HoldSideAnalyst Wrote: ------------------------------------------------------- > "Fund strategy - My strategy goes something like > “buy/sell mispriced securities”. If you’re good > that is the differentiation. " > > That’s great differentiation for a long only > manager charging 1%. For a hedge fund, they’ll > laugh you out the door. Why should I think you’ll > be any good at that when Bill Miller hasn’t been > able to beat the S+P 500 2 years running? I always ask myself this question when I daydream about running my own shop. How the hell am I going to ever be good enough to beat the market consistently when guys like Bill Miller are striking out. I know I have only a fraction of that guys brainpower. I suppose I take solace in knowing I also have a fraction of his experience. I just hope maybe someday I will develop that mix of fundamentals, global macro vision, confidence, and luck to become a solid analyst. The fundamentals I grasp, the vision and confidence part, thats been rather elusive.

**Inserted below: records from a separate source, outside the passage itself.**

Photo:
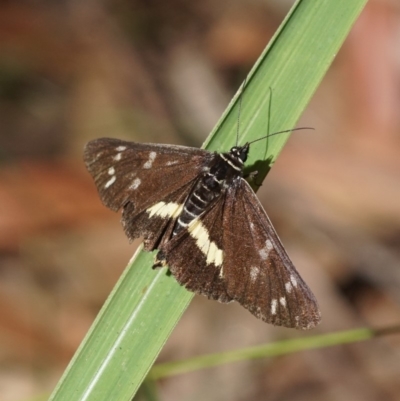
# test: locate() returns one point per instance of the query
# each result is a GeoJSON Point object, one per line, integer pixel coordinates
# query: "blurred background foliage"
{"type": "Point", "coordinates": [164, 71]}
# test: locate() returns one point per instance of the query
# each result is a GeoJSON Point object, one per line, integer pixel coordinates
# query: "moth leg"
{"type": "Point", "coordinates": [159, 260]}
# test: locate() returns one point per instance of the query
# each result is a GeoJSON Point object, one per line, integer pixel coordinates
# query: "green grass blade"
{"type": "Point", "coordinates": [144, 307]}
{"type": "Point", "coordinates": [274, 349]}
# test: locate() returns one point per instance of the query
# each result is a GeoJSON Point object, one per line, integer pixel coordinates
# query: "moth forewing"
{"type": "Point", "coordinates": [195, 207]}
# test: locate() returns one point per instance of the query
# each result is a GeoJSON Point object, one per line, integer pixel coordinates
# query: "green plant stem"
{"type": "Point", "coordinates": [268, 350]}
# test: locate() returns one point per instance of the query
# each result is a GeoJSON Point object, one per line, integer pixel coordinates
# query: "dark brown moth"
{"type": "Point", "coordinates": [196, 208]}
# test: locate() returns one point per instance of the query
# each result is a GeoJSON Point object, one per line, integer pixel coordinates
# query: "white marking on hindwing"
{"type": "Point", "coordinates": [254, 272]}
{"type": "Point", "coordinates": [110, 181]}
{"type": "Point", "coordinates": [117, 157]}
{"type": "Point", "coordinates": [288, 287]}
{"type": "Point", "coordinates": [164, 210]}
{"type": "Point", "coordinates": [274, 304]}
{"type": "Point", "coordinates": [149, 162]}
{"type": "Point", "coordinates": [264, 252]}
{"type": "Point", "coordinates": [200, 233]}
{"type": "Point", "coordinates": [135, 184]}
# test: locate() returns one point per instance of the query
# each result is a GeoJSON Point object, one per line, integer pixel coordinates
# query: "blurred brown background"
{"type": "Point", "coordinates": [163, 71]}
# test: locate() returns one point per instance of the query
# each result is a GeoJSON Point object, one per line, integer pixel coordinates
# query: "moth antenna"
{"type": "Point", "coordinates": [240, 110]}
{"type": "Point", "coordinates": [281, 132]}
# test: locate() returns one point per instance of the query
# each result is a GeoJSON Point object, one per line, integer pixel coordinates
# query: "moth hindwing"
{"type": "Point", "coordinates": [196, 208]}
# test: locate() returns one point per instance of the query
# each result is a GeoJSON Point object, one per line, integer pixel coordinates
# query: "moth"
{"type": "Point", "coordinates": [197, 209]}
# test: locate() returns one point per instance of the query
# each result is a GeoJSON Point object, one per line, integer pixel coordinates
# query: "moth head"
{"type": "Point", "coordinates": [241, 152]}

personally, i love bill miller’s story. basically, it’s a story about a guy with a decent, but not spectacular academic background who knew nothing about finance and accidentally fell into a job on the buyside in his early 30’s. in fact, i think he was pursuing a PhD in philosophy or something like that. anyway, guy works his tail off over ~20+ years and beats the S&P for 15 years running. i like the story because it flies in the face of the OPPRESSIVE negativity you read on boards like this about how if you don’t start studying finance at age 3 and then go on to become number one in your class at wharton, you have zero chance for an internship, let alone a full-time position, blah blah blah. it’s competitive, but it’s not like winning the lotto here. anyway, if you want to start a fund, figure out how to get some experience, do that for 5 to 20 years or however long it takes you to get good and then start the fund if you’re willing to stomach the risk. lots of people pull it off and retire very comfortably even if they don’t ever crack the Forbes 400.